AWS Certified Machine Learning – Specialty — Question 336
A machine learning (ML) specialist is building a credit score model for a financial institution. The ML specialist has collected data for the previous 3 years of transactions and third-party metadata that is related to the transactions.
After the ML specialist builds the initial model, the ML specialist discovers that the model has low accuracy for both the training data and the test data. The ML specialist needs to improve the accuracy of the model.
Which solutions will meet this requirement? (Choose two.)
Answer options
- A. Increase the number of passes on the existing training data. Perform more hyperparameter tuning.
- B. Increase the amount of regularization. Use fewer feature combinations.

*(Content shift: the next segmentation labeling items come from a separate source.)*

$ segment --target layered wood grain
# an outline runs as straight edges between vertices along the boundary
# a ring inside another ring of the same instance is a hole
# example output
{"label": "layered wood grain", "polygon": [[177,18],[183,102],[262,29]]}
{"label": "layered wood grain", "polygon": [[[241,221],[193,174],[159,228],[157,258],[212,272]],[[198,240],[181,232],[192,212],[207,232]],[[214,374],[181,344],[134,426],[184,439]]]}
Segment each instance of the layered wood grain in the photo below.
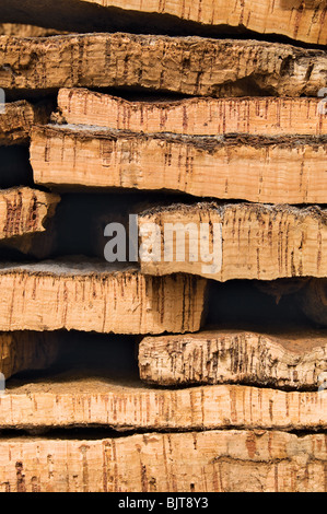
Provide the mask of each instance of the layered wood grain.
{"label": "layered wood grain", "polygon": [[0,242],[44,232],[59,201],[58,195],[28,187],[0,189]]}
{"label": "layered wood grain", "polygon": [[25,94],[130,86],[199,96],[317,97],[326,73],[324,50],[265,42],[121,33],[0,37],[1,85]]}
{"label": "layered wood grain", "polygon": [[[126,268],[126,267],[125,267]],[[206,281],[101,261],[0,265],[0,330],[184,332],[200,328]]]}
{"label": "layered wood grain", "polygon": [[[58,357],[59,343],[44,332],[0,332],[0,373],[5,379],[30,370],[43,370]],[[20,408],[24,412],[24,405]]]}
{"label": "layered wood grain", "polygon": [[129,102],[83,87],[62,89],[58,94],[59,112],[70,125],[186,136],[323,136],[327,133],[327,118],[322,114],[325,102],[320,102],[258,96]]}
{"label": "layered wood grain", "polygon": [[[210,32],[253,31],[282,35],[311,44],[326,45],[326,4],[322,0],[4,0],[2,19],[75,30],[135,30]],[[184,23],[183,23],[184,22]],[[118,28],[119,30],[119,28]]]}
{"label": "layered wood grain", "polygon": [[[164,372],[163,372],[164,373]],[[0,397],[0,428],[55,430],[112,428],[117,431],[202,431],[327,428],[327,394],[238,385],[188,389],[149,388],[107,375],[48,375],[49,381],[9,383]]]}
{"label": "layered wood grain", "polygon": [[271,203],[326,203],[325,137],[200,138],[35,127],[36,184],[175,190]]}
{"label": "layered wood grain", "polygon": [[234,383],[317,390],[327,370],[327,334],[224,329],[148,337],[140,343],[139,367],[142,381],[163,386]]}
{"label": "layered wood grain", "polygon": [[278,431],[0,441],[3,492],[324,492],[326,435]]}
{"label": "layered wood grain", "polygon": [[317,207],[154,208],[139,215],[141,270],[155,276],[187,272],[223,282],[324,278],[326,226],[326,212]]}
{"label": "layered wood grain", "polygon": [[7,102],[1,106],[0,144],[28,144],[30,131],[34,124],[46,124],[50,108],[46,103],[32,105],[22,100]]}

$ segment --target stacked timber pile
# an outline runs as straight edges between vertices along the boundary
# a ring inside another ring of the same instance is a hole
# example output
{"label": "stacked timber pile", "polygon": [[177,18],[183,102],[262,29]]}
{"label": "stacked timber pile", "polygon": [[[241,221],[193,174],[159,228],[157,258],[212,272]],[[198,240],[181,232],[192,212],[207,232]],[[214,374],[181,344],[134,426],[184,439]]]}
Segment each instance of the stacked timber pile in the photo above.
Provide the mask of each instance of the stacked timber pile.
{"label": "stacked timber pile", "polygon": [[326,4],[149,3],[2,1],[0,490],[326,491]]}

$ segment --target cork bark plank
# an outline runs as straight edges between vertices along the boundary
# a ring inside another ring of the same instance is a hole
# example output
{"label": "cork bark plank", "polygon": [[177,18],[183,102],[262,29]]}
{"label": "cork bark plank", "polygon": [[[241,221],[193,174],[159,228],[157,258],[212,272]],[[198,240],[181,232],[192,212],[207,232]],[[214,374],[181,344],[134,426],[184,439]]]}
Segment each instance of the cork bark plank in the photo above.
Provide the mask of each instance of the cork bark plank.
{"label": "cork bark plank", "polygon": [[[0,332],[0,373],[8,379],[22,371],[47,369],[56,361],[58,349],[51,334]],[[21,409],[23,412],[23,405]]]}
{"label": "cork bark plank", "polygon": [[200,328],[206,281],[107,262],[0,265],[0,330],[184,332]]}
{"label": "cork bark plank", "polygon": [[327,394],[267,387],[212,385],[162,389],[139,382],[50,375],[8,384],[0,398],[0,429],[42,430],[110,428],[116,431],[202,431],[275,429],[318,431],[327,428]]}
{"label": "cork bark plank", "polygon": [[320,102],[259,96],[129,102],[83,87],[62,89],[58,94],[59,113],[69,125],[186,136],[323,136],[327,120],[318,112]]}
{"label": "cork bark plank", "polygon": [[327,274],[326,211],[317,207],[173,205],[149,209],[138,224],[147,274],[186,272],[220,282]]}
{"label": "cork bark plank", "polygon": [[224,0],[4,0],[2,19],[42,26],[113,32],[122,26],[191,33],[244,33],[282,35],[310,44],[326,45],[326,4],[313,0],[245,0],[235,4]]}
{"label": "cork bark plank", "polygon": [[324,50],[276,43],[124,33],[0,36],[0,83],[15,94],[129,86],[213,97],[317,97],[326,74]]}
{"label": "cork bark plank", "polygon": [[0,36],[48,37],[62,34],[55,28],[28,25],[27,23],[0,23]]}
{"label": "cork bark plank", "polygon": [[31,164],[50,188],[136,188],[269,203],[326,203],[327,139],[116,132],[37,126]]}
{"label": "cork bark plank", "polygon": [[0,144],[28,144],[32,126],[46,124],[49,114],[46,104],[32,105],[24,100],[7,102],[0,114]]}
{"label": "cork bark plank", "polygon": [[160,386],[232,383],[318,390],[327,338],[324,330],[227,329],[148,337],[139,347],[139,369],[142,381]]}
{"label": "cork bark plank", "polygon": [[0,189],[0,242],[45,232],[59,201],[58,195],[28,187]]}
{"label": "cork bark plank", "polygon": [[326,434],[148,433],[0,441],[3,492],[324,492]]}

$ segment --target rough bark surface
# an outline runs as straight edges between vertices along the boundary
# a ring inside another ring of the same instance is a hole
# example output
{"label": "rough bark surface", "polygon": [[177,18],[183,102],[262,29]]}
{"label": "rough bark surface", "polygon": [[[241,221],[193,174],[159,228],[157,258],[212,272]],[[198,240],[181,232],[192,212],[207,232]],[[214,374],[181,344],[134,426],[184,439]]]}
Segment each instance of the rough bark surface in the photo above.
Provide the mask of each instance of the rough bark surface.
{"label": "rough bark surface", "polygon": [[36,184],[56,188],[168,189],[198,197],[326,203],[327,139],[200,138],[35,127]]}
{"label": "rough bark surface", "polygon": [[317,390],[327,370],[327,335],[211,330],[148,337],[140,343],[139,367],[142,381],[164,386],[243,383]]}
{"label": "rough bark surface", "polygon": [[326,434],[209,431],[0,442],[3,492],[325,492]]}
{"label": "rough bark surface", "polygon": [[[201,30],[281,34],[292,39],[326,45],[326,2],[320,0],[3,0],[5,21],[35,23],[60,28],[105,30],[130,26],[160,27],[188,33]],[[97,9],[96,9],[97,8]]]}
{"label": "rough bark surface", "polygon": [[131,381],[73,374],[10,385],[0,397],[1,429],[326,430],[327,393],[218,385],[151,389]]}
{"label": "rough bark surface", "polygon": [[44,232],[59,201],[58,195],[28,187],[0,189],[0,242]]}
{"label": "rough bark surface", "polygon": [[326,212],[316,207],[175,205],[145,211],[139,229],[147,274],[187,272],[222,282],[327,274]]}
{"label": "rough bark surface", "polygon": [[185,332],[200,328],[206,281],[104,262],[0,265],[0,330]]}
{"label": "rough bark surface", "polygon": [[273,97],[128,102],[85,89],[62,89],[58,95],[60,114],[70,125],[186,136],[326,135],[327,118],[318,113],[320,102]]}
{"label": "rough bark surface", "polygon": [[0,23],[0,36],[48,37],[56,36],[58,34],[62,33],[55,28],[45,28],[24,23]]}
{"label": "rough bark surface", "polygon": [[32,126],[46,124],[49,115],[46,104],[32,105],[24,100],[5,103],[0,114],[0,144],[27,144]]}
{"label": "rough bark surface", "polygon": [[[0,334],[0,373],[3,373],[5,379],[21,371],[46,369],[57,357],[58,341],[49,334]],[[25,405],[26,398],[20,406],[21,414]]]}
{"label": "rough bark surface", "polygon": [[131,86],[199,96],[316,97],[326,77],[324,50],[265,42],[121,33],[0,36],[0,83],[15,93]]}

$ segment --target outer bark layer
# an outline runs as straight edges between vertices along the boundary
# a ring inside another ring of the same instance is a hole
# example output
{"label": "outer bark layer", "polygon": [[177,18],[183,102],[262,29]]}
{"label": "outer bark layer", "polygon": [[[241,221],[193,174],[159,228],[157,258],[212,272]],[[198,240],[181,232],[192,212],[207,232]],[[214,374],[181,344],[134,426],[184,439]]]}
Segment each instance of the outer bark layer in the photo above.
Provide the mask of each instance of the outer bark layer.
{"label": "outer bark layer", "polygon": [[[97,9],[96,9],[97,8]],[[102,9],[101,9],[102,8]],[[326,4],[320,0],[302,3],[301,0],[245,0],[227,3],[224,0],[4,0],[2,19],[23,23],[75,30],[116,28],[128,24],[131,28],[189,32],[203,27],[211,34],[222,31],[261,34],[281,34],[312,44],[327,43]]]}
{"label": "outer bark layer", "polygon": [[327,370],[327,337],[241,330],[150,337],[140,343],[139,366],[143,381],[165,386],[229,382],[317,390]]}
{"label": "outer bark layer", "polygon": [[58,95],[59,110],[68,124],[188,136],[325,135],[327,119],[318,113],[320,102],[269,97],[128,102],[84,89],[62,89]]}
{"label": "outer bark layer", "polygon": [[0,267],[0,330],[184,332],[200,328],[206,281],[156,279],[103,262]]}
{"label": "outer bark layer", "polygon": [[[151,252],[149,223],[159,232]],[[318,208],[176,205],[144,212],[139,229],[147,274],[187,272],[218,281],[327,274],[326,213]]]}
{"label": "outer bark layer", "polygon": [[197,138],[35,127],[37,184],[57,188],[172,189],[199,197],[325,203],[324,138]]}
{"label": "outer bark layer", "polygon": [[234,39],[120,33],[1,36],[0,67],[2,87],[25,93],[65,85],[316,97],[326,86],[327,56],[324,50]]}
{"label": "outer bark layer", "polygon": [[275,431],[0,442],[2,491],[326,490],[326,435]]}
{"label": "outer bark layer", "polygon": [[[318,389],[318,388],[317,388]],[[13,387],[0,398],[1,429],[110,427],[115,430],[226,428],[326,430],[327,393],[233,385],[150,389],[65,376]]]}
{"label": "outer bark layer", "polygon": [[54,28],[45,28],[42,26],[27,25],[24,23],[0,23],[1,36],[17,36],[17,37],[47,37],[56,36],[60,32]]}
{"label": "outer bark layer", "polygon": [[59,201],[58,195],[28,187],[0,189],[0,241],[44,232]]}
{"label": "outer bark layer", "polygon": [[[21,371],[48,367],[57,355],[58,341],[49,334],[0,334],[0,373],[7,379]],[[24,412],[24,405],[26,401],[20,406],[21,414]]]}
{"label": "outer bark layer", "polygon": [[32,105],[25,101],[5,103],[0,115],[0,144],[25,144],[34,124],[46,124],[49,119],[46,104]]}

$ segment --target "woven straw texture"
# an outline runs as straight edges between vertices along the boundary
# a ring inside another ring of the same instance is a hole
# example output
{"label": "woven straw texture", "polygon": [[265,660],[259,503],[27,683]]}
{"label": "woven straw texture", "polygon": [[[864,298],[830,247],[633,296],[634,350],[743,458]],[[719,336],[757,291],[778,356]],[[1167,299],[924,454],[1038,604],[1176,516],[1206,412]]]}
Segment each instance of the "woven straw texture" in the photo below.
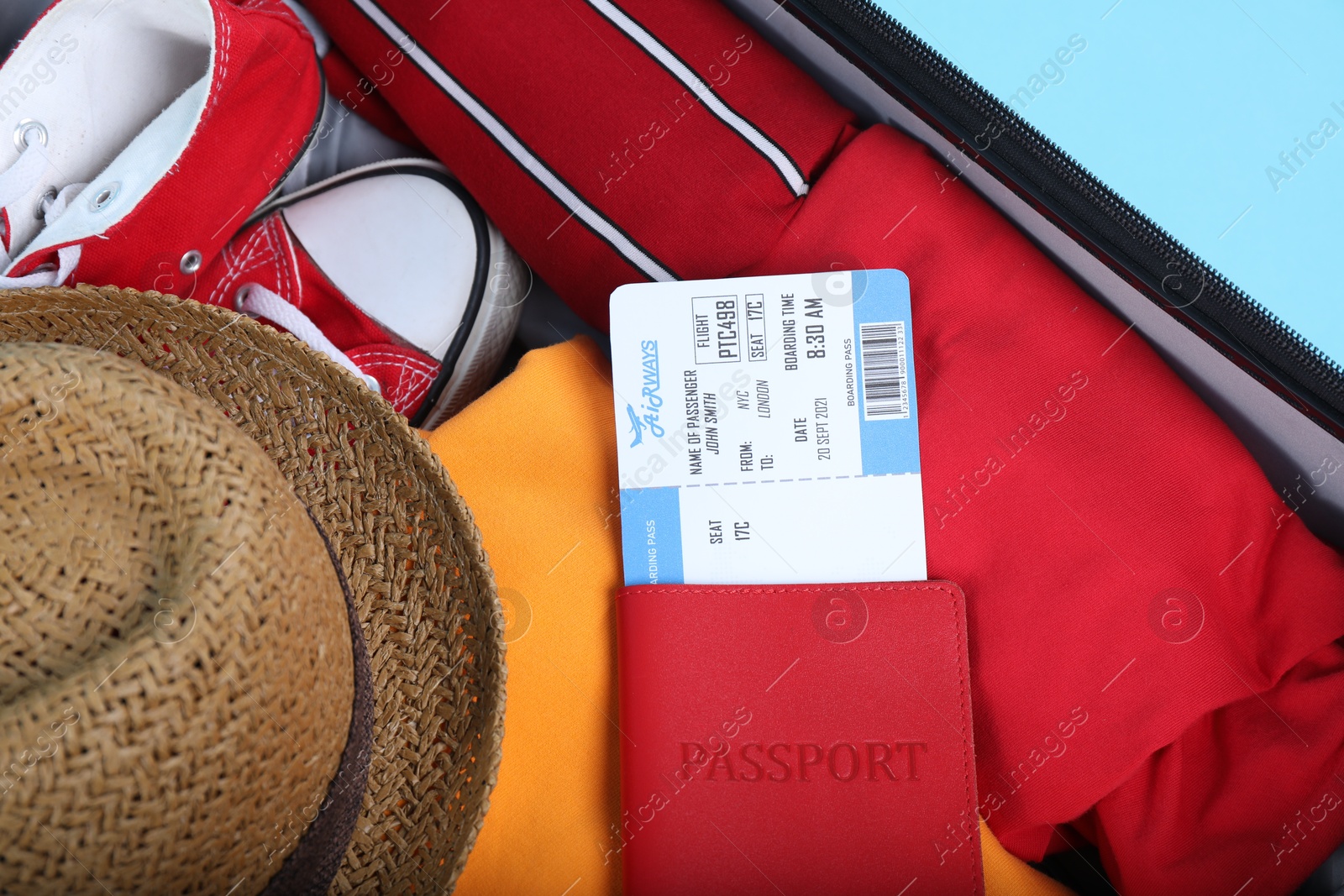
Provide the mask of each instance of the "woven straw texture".
{"label": "woven straw texture", "polygon": [[223,892],[345,743],[325,545],[255,443],[116,355],[0,345],[0,881]]}
{"label": "woven straw texture", "polygon": [[[423,439],[391,406],[297,340],[231,312],[156,293],[87,286],[0,293],[0,341],[83,345],[140,361],[223,411],[265,450],[336,549],[368,642],[375,692],[370,782],[332,892],[450,891],[499,767],[503,617],[470,513]],[[292,689],[277,684],[267,684],[273,699]],[[144,685],[153,689],[152,681]],[[106,701],[101,711],[129,713],[130,707],[103,693],[110,686],[95,692]],[[344,736],[347,721],[348,705],[329,727]],[[81,724],[82,715],[65,736]],[[250,756],[258,774],[277,752],[294,750],[284,735],[263,736],[267,750]],[[298,759],[312,755],[300,751]],[[54,770],[44,762],[28,774],[48,775],[43,780],[55,789]],[[263,827],[277,861],[312,817],[304,787],[289,790],[301,798],[280,817],[253,815],[251,827],[238,834],[251,837]],[[99,842],[98,827],[74,825],[74,842],[38,845],[31,829],[46,836],[42,825],[50,827],[62,811],[35,806],[27,815],[24,842],[44,857],[44,875],[78,866],[83,849]],[[99,817],[103,829],[117,818],[110,810]],[[195,848],[167,817],[137,842],[165,857]],[[5,849],[0,875],[8,861]],[[140,866],[153,868],[148,861]],[[263,884],[249,877],[234,892],[254,893]],[[161,887],[145,875],[122,892],[224,889],[212,881]],[[65,892],[103,891],[81,884]]]}

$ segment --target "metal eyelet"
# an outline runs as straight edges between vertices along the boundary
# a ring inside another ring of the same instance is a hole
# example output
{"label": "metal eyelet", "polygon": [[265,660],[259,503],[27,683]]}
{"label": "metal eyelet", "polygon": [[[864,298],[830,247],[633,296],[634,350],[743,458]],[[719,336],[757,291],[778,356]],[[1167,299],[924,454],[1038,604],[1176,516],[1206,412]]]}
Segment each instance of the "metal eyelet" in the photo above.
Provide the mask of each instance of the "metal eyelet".
{"label": "metal eyelet", "polygon": [[121,192],[121,183],[113,181],[94,193],[94,197],[89,200],[89,208],[93,211],[102,211],[112,204],[112,200],[117,197]]}
{"label": "metal eyelet", "polygon": [[38,220],[47,220],[47,210],[51,208],[51,203],[56,201],[56,196],[59,195],[59,189],[47,187],[47,192],[42,193],[42,199],[38,200],[38,207],[32,211],[32,216]]}
{"label": "metal eyelet", "polygon": [[23,152],[32,142],[28,140],[30,136],[35,136],[38,142],[43,146],[47,145],[47,128],[40,121],[34,121],[32,118],[24,118],[17,125],[13,126],[13,145]]}

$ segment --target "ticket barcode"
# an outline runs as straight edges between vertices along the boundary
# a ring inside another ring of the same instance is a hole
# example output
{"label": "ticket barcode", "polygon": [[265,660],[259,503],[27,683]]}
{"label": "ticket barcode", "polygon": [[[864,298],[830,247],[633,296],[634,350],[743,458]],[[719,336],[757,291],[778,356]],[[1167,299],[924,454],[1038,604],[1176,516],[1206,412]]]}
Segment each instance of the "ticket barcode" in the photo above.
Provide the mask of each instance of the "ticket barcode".
{"label": "ticket barcode", "polygon": [[859,364],[866,420],[910,419],[906,322],[859,324]]}

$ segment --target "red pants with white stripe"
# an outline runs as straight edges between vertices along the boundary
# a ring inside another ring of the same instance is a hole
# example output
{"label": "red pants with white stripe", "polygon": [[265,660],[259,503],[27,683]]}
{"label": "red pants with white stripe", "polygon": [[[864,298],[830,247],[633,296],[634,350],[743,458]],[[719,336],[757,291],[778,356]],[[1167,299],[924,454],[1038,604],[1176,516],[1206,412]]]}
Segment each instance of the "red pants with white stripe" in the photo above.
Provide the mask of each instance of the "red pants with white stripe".
{"label": "red pants with white stripe", "polygon": [[909,274],[929,570],[968,595],[980,813],[1007,846],[1038,858],[1077,819],[1125,892],[1249,895],[1344,840],[1344,811],[1284,827],[1344,794],[1340,556],[919,144],[857,132],[710,0],[309,7],[598,326],[632,281]]}

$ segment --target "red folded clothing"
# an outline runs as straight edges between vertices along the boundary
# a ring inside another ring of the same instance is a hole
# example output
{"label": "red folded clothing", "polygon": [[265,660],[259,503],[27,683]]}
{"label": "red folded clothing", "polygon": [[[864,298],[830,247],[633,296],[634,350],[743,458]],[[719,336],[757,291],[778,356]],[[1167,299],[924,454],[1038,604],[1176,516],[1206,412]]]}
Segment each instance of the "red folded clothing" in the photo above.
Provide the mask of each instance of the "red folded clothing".
{"label": "red folded clothing", "polygon": [[1263,896],[1301,884],[1344,840],[1340,708],[1344,647],[1331,643],[1153,754],[1087,819],[1120,892]]}
{"label": "red folded clothing", "polygon": [[[1019,856],[1344,634],[1340,556],[1142,339],[922,145],[853,137],[719,5],[310,5],[362,70],[399,67],[388,102],[598,325],[634,279],[909,274],[929,572],[966,592],[980,813]],[[1226,736],[1267,762],[1261,729]],[[1336,747],[1255,774],[1306,805]],[[1169,809],[1144,838],[1098,814],[1114,873],[1164,825],[1212,825],[1180,770],[1144,786]],[[1278,830],[1245,805],[1210,830]],[[1212,852],[1183,861],[1222,880]]]}

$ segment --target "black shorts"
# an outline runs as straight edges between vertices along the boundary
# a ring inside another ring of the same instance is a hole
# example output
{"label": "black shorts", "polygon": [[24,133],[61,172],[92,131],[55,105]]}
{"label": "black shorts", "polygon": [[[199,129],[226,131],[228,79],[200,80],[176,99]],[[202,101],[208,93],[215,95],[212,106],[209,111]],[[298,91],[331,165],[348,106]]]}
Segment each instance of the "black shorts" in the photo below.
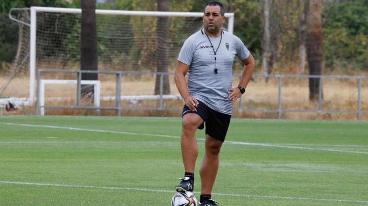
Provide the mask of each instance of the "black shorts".
{"label": "black shorts", "polygon": [[198,129],[203,129],[205,122],[206,134],[217,140],[224,142],[230,124],[231,115],[215,111],[208,107],[203,102],[198,101],[198,102],[199,104],[197,108],[197,112],[191,110],[187,105],[184,105],[182,116],[188,113],[197,114],[204,122]]}

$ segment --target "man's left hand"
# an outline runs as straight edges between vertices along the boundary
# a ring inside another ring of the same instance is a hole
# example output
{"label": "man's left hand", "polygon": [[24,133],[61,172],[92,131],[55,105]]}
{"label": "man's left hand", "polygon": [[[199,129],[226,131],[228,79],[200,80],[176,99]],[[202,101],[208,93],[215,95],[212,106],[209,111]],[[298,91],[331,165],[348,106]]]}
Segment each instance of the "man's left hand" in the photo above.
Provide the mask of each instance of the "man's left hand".
{"label": "man's left hand", "polygon": [[231,94],[229,95],[229,99],[233,100],[233,103],[241,97],[241,95],[243,94],[240,92],[240,90],[238,87],[229,88],[229,90],[231,92]]}

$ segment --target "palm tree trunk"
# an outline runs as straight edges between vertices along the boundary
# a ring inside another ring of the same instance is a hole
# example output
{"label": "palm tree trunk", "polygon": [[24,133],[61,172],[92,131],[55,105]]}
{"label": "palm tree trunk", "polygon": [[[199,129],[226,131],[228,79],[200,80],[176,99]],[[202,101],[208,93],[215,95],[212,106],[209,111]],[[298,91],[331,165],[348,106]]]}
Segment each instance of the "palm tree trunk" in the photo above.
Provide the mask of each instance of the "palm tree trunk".
{"label": "palm tree trunk", "polygon": [[[81,70],[98,70],[97,31],[96,25],[95,0],[82,0],[81,33]],[[97,74],[84,73],[82,79],[97,80]],[[93,99],[93,85],[84,85],[82,96]]]}
{"label": "palm tree trunk", "polygon": [[[167,11],[169,11],[169,0],[158,0],[157,10]],[[156,55],[157,57],[158,72],[167,72],[169,71],[169,21],[168,17],[159,17],[157,19],[157,48]],[[156,76],[156,82],[155,85],[155,94],[160,94],[160,75]],[[163,94],[170,94],[170,85],[168,75],[163,77],[163,87],[162,93]]]}
{"label": "palm tree trunk", "polygon": [[[322,0],[309,0],[307,41],[307,58],[309,66],[309,73],[319,75],[322,74]],[[319,78],[309,78],[309,98],[318,99],[319,94]]]}

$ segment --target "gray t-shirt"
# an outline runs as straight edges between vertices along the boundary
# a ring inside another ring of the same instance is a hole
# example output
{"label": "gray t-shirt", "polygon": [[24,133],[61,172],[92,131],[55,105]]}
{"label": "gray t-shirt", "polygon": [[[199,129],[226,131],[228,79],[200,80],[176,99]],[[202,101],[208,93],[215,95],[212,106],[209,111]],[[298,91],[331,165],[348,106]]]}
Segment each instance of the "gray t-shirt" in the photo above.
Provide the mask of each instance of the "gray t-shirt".
{"label": "gray t-shirt", "polygon": [[215,51],[219,47],[216,55],[217,74],[214,71],[215,53],[203,29],[185,41],[178,60],[190,66],[188,87],[191,95],[216,111],[231,115],[233,101],[229,98],[231,92],[228,89],[233,85],[234,58],[236,56],[244,60],[250,53],[240,39],[227,31],[223,32],[222,39],[220,36],[208,37]]}

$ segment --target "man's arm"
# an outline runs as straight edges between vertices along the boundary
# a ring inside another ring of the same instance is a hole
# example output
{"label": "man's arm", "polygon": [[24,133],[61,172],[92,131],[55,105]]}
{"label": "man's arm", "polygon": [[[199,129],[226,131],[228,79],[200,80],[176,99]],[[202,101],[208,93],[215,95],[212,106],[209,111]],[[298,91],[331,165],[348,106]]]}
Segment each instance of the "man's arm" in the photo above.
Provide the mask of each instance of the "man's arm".
{"label": "man's arm", "polygon": [[174,80],[180,95],[185,102],[185,105],[192,111],[196,111],[197,107],[199,103],[195,98],[190,95],[188,85],[187,84],[187,81],[185,79],[185,76],[189,70],[188,65],[178,61],[175,68]]}
{"label": "man's arm", "polygon": [[[250,54],[248,58],[242,62],[244,64],[244,69],[238,85],[245,88],[253,75],[253,70],[254,69],[254,59],[252,54]],[[237,87],[229,88],[229,91],[231,92],[229,95],[229,99],[232,100],[233,102],[238,99],[242,94],[240,92],[240,90]]]}

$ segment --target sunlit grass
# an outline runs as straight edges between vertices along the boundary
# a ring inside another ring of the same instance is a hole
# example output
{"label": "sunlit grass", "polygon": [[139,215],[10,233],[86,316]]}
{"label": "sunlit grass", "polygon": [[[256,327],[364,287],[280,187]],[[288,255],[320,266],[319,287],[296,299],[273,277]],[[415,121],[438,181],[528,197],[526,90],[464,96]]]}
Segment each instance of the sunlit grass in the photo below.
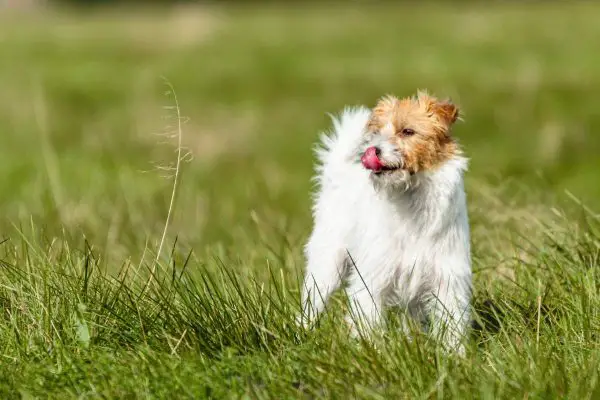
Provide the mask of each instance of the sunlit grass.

- C. Add new domain-specific features. Use more complex models.
- D. Use fewer feature combinations. Decrease the number of numeric attribute bins.
- E. Decrease the amount of training data examples. Reduce the number of passes on the existing training data.
Correct answer: A, C
Explanation
Low accuracy on both training and test datasets indicates that the model is underfitting. To address underfitting, the complexity of the model must be increased, which can be achieved by adding domain-specific features, using more complex architectures, training for more passes, or tuning hyperparameters. Reducing the training data, increasing regularization, or simplifying features would further degrade model performance by exacerbating the underfitting issue.